Because the pieces are so short, there is little depth. In “Urchins” the life stories of four boys are told. There are long sections of prose giving mundane details, so there is more background than actual action. I guess some of the vignettes could be considered charming, but they are forgettable.
Perhaps the stories are intended to be read one at a time. Because I read them in a couple of sittings, I noticed considerable overlap. Margaret in “Sphinx” has a landlady who is “the widow of a dentist” while Merlin in “Iron Jelloids” lives in the house of “a police sergeant’s widow.” Both landladies are very kind to their tenants. In “Blackmail” there’s a dishonest “financial clerk” and another one in “Pogo Sticks and Man with Bicycle.” Margaret in “Sphinx” is raised by an aunt who is a “district nurse” while in “Duty” “a theatre nurse” helps raise her brother’s twins once he is widowed. Student nurses appear in at least three stories. In “Sphinx” Margaret “drifted into something, in the way in which we are all capable of drifting into things, without any conscious assertion of will, any firm choice, because it is easy and we feel sorry for people and we cannot find a simple way of avoiding their emotional claims.” In “Duty” twins drift into relationships though they love someone else.

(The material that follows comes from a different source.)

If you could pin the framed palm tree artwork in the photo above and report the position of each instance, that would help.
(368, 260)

Coincidence and unbelievable events are used liberally. Three sisters play matchmakers to two teachers and then years later unknowingly appear in a photograph with these teachers? Tea with St. John’s Wort cures depression and iron pills bestow confidence? In a double ceremony, a minister marries the wrong women to the wrong men, but the brides and grooms don’t notice the mistake?
The author is prolific and popular, so my review will probably not reflect the views of the majority. I just expected more and was disappointed.
Note: I received an eARC from the publisher via NetGalley.